Any time you think to yourself "thats too complicated for a regex, and its too complicated for
Text::Balanced so I guess I need to write a parser" you should reach for the handy dandy
TheDamian approved
Parse::RecDescent.
Heres your problem solved using that module. And with an extra thrown in, the grammer supports a {{ hash_key=>({"value"}) }} syntax as well just to show how easy it is. (If you dont like the hash functionality you can remove it easily. :-)
Incidentally it seems like you are using perl like syntax so that ({,,,,1,,,,}) parses in the same way that [,,,,1,,,,] would parse in perl. I took this a step further and gave it the same behaviour as perl, at least as far as its handling of barewords and the phat comma => go. This slightly complicated matters but not too much.
Anyway, what you haven't really said (or I didnt notice :-) is what happens if you try to parse "". This code will fail (return undef) in that case.

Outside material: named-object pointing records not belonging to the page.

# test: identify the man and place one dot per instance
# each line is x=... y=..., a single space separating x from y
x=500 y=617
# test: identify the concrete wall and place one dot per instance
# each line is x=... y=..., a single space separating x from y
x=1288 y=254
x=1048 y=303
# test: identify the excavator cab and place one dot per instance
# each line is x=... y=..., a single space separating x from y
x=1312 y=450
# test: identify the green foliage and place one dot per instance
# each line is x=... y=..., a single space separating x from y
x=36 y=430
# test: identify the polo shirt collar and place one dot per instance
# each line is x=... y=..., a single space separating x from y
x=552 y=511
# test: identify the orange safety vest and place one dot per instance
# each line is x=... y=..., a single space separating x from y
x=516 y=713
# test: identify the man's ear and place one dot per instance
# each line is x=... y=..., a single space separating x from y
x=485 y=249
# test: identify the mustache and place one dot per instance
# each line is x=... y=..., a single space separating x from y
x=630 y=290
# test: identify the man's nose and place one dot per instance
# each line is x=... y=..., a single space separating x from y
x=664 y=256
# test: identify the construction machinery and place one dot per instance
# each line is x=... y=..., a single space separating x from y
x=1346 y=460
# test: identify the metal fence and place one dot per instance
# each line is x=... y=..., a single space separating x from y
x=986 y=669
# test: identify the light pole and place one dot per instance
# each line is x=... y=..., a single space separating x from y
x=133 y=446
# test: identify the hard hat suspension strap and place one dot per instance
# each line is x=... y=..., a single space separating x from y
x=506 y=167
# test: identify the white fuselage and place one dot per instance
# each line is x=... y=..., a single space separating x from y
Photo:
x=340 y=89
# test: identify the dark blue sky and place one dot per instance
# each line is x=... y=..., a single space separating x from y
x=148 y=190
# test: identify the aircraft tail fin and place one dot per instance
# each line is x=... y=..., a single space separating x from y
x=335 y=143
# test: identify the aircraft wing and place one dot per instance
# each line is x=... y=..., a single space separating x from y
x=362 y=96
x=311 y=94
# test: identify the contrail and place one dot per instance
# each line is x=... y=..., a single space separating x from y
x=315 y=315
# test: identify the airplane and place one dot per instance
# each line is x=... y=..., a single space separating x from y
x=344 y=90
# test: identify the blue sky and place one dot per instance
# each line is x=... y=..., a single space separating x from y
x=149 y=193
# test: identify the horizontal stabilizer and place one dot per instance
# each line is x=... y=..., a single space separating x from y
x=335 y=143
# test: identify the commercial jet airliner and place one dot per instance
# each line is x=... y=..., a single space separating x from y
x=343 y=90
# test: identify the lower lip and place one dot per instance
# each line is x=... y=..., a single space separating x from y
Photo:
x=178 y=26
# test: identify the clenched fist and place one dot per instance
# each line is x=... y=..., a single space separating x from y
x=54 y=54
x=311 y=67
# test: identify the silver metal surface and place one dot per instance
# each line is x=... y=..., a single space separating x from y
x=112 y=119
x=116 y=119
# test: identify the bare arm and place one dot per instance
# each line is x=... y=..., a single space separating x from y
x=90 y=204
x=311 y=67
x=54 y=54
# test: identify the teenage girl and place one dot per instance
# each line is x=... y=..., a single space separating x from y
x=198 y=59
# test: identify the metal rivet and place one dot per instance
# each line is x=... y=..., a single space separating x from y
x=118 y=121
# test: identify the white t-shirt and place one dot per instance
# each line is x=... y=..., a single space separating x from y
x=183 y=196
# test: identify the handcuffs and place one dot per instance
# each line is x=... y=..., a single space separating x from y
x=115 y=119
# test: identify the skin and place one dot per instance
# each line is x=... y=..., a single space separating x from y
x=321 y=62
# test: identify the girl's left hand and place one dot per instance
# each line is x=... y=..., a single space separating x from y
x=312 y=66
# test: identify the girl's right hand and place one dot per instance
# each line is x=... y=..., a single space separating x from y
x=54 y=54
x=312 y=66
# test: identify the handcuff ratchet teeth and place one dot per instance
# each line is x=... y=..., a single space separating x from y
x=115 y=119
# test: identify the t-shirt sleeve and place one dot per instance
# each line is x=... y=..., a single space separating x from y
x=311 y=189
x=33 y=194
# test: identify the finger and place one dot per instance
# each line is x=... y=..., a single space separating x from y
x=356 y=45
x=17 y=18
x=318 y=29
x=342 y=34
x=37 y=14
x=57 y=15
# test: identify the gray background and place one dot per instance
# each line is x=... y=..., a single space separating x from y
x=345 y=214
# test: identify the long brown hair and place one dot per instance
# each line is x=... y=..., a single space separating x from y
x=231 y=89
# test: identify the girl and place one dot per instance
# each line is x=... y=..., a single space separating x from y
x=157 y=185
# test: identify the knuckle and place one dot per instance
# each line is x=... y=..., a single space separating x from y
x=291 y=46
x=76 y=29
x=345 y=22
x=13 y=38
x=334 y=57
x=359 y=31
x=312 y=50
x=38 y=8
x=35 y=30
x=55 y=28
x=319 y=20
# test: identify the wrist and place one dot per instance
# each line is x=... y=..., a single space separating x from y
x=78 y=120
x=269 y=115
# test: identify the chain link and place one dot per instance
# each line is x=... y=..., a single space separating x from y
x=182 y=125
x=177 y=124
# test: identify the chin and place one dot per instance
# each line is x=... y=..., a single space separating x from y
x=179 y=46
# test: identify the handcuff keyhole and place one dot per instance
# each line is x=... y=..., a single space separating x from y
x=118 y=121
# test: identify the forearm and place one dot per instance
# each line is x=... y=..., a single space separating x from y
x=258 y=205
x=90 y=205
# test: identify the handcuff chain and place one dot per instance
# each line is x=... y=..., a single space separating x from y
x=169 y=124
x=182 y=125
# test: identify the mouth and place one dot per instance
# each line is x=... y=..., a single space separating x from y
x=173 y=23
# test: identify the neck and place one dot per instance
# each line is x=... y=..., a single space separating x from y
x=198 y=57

UPDATE: Sigh. Like a muppet I didnt pay attention to the fact that you _have_ provided a hash notation specification. Well, heres a version that handles that. Ive kept my original perl version though. Sorry about that. Anyway, heres a version that parsers AFAICT what you want. Notice it isnt all that different from the other version. (Ive readmore'd my original stuff)
use strict;
use warnings;
use Parse::RecDescent;
use Data::Dumper;
$::RD_WARN = 0 || undef; # unless undefined, also report non-fa
+tal problems
$::RD_HINT = 0 || undef; # if defined, also suggestion remedies
$::RD_TRACE = 0 || undef; # if defined trace the parse
$::RD_AUTOACTION ='$item[1]';
my $parser = Parse::RecDescent->new(<<'ENDGRAMMAR');
# BEGIN GRAMMAR
# we want to parse things like...
# ({ 1, 2, "three", 0, ({ "internal", "array", 0, }), "end", })
# Base Rule (start-rule)
expr : value /\z/
# Recursion point
value : array
| hash
| string
| number
# list of items. returns an arrayref
# we grep out the undefs so ",,1,," is treated as one element and not
# three or five or any other number :-)
array : "({" <leftop: val_or_empty ',' val_or_empty > "})"
{
[ grep !UNIVERSAL::isa($_,"Value::Empty"),@{$item[2]} ]
}
hash : "([" <leftop: keyvalue ',' keyvalue > "])"
{
$return={};
!UNIVERSAL::isa($_,"Value::Empty") and
($return->{$_->[0]}=$_->[1]) foreach @{$item[2]};
}
keyvalue : string_or_number ":" value
{
[ @item[1,3] ]
}
| empty
string_or_number : string
| number
val_or_empty : value
| empty
empty : ""
{
bless \do{my $x},"Value::Empty"
}
# quoted escaped string. escaping reversed and quotes removed.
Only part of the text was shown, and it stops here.